In April, Lewis sat down with The Washington Post and spoke about the march and its context.
“We were on our way from Selma to Montgomery to dramatize to the nation and to the world that the black people and the black belt of Alabama wanted to register to vote, to participate in the democratic process. People had to pass a so-called literacy test. People were told they could not read or write well enough. People were asked to count the number of bubbles in a bar of soap, the number of jellybeans in a jar. There was African American lawyers and doctors, college professors, teachers, who flunked their so-called literacy tests. We had to do it,” Lewis said.

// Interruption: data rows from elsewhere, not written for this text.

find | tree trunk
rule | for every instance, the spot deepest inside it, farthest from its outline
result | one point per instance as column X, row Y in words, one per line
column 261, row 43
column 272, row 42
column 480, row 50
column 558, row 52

At the Pettus Bridge, Lewis recalled, the marchers did not get far before the way was blocked.
“We got on the other side of the bridge. There was a group of state troopers standing, and the major said — the Alabama State Police, ‘This is an unlawful march; it would not be allowed to continue. I’ll give you three minutes to disburse and return to your homes or to your church.’ And one of the guys walking with me, leading the march, by the name of Hosea Williams, said, ‘Major, give us a moment to kneel and pray,’ and the major said again, ‘Troopers, advance.’ And I said, ‘Major, may I have a word?’ He said, ‘There will be no word. Troopers, advance.’ You saw these guys putting on their gas masks. They came toward us, beating us with nightsticks, tramping us with horses,” he said.
Lewis was among the victims.
“I was hit in the head by a state trooper with a nightstick. My legs went from under me; I thought I saw death; I thought I was going to die. And to this day, I don’t know how I made it back across that bridge to the streets of Selma, back to the little church where we had left from,” he said.
“But I do remember being back at the church. They asked me to say something, and I stood up and said, ‘I don’t understand it, that President Johnson can send troops to Vietnam, but cannot send troops to Selma, Alabama, to protect people who only desires to register to vote.’ And I was hospitalized with 16 other people, and a group of nuns took care of us,” he said.